Kimberly Conger, Sarah McSweeney’s nurse at her group home, shows a photo of McSweeney on her phone. She says McSweeney was outgoing and fun: “She absolutely adored going into malls and getting her makeup done and getting her hair done.”
On the morning of April 21, Sarah McSweeney woke up with a temperature of 103 degrees — and it kept rising. Staff at her group home worried that the woman with multiple disabilities — she couldn’t walk or speak words — had contracted COVID-19. They got her into her bright pink wheelchair and hurried to the hospital, just a block down the street from the group home in Oregon City, Ore.
That afternoon, Heidi Barnett got a phone call from the doctor in the emergency room.
He was puzzled, she says, by a one-page document that McSweeney’s caregivers brought with her. It was a legal document that explained what medical care this disabled woman — who couldn’t speak for herself — wanted.
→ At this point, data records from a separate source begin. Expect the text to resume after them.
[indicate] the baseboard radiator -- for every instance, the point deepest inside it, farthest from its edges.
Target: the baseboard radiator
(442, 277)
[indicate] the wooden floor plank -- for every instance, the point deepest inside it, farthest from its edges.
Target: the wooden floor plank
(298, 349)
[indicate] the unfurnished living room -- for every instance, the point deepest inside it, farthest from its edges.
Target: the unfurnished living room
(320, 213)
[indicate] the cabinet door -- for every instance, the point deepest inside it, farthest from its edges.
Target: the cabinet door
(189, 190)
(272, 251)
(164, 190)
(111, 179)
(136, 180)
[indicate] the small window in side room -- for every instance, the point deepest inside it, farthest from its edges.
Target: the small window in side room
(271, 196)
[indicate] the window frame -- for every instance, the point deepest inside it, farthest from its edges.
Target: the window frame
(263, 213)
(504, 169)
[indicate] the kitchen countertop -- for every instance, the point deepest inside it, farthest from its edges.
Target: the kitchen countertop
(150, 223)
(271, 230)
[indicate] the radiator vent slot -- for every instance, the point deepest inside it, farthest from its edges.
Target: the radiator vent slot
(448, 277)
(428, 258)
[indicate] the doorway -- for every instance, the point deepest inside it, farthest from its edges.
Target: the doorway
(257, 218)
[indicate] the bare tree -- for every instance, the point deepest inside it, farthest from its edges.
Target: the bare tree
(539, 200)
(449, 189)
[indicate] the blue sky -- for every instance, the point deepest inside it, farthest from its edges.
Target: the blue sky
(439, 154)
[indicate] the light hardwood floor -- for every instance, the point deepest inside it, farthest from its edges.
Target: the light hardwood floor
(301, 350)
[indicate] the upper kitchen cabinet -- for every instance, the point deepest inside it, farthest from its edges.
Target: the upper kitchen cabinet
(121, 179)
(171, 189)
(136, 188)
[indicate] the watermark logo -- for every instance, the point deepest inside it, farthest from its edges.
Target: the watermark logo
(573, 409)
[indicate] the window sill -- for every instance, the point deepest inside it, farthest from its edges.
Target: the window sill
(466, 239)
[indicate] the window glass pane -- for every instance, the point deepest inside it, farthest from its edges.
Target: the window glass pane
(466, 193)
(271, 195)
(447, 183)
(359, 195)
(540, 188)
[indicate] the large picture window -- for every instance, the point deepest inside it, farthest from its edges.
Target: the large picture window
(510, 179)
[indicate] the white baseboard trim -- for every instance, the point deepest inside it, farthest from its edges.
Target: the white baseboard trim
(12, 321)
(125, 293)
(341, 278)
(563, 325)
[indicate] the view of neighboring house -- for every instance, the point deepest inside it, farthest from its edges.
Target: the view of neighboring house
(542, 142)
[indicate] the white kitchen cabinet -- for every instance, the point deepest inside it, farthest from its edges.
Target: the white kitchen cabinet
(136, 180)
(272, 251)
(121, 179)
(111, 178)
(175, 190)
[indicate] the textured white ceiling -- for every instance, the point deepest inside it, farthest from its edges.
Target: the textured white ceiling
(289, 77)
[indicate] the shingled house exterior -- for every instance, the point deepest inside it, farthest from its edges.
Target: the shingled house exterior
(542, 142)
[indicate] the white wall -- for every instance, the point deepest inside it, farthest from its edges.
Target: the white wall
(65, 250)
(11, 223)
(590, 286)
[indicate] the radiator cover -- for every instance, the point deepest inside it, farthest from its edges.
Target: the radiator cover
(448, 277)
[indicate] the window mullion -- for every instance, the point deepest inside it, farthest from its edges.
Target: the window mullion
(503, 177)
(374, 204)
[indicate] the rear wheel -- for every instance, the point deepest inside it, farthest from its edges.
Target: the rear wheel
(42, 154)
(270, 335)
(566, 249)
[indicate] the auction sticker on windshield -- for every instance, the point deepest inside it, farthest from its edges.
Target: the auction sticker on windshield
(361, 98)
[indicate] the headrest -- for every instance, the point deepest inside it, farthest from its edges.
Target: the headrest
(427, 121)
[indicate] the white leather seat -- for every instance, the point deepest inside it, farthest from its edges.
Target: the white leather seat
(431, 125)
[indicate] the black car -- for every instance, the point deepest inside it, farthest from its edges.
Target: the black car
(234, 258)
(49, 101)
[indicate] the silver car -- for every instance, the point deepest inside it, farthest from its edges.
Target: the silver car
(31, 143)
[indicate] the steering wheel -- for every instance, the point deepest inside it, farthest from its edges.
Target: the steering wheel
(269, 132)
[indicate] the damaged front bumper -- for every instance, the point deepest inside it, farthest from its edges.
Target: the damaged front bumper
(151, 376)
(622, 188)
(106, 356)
“We had her at full code. So all treatment. Because she was young and vibrant and had a great life,” says Barnett. “And that was her wishes, that’s what we gathered from her. She wanted to be alive.”
Barnett works for The Arc Oregon, the agency that was McSweeney’s guardian. She had helped McSweeney fill out that document, called a POLST form, for a moment just like this.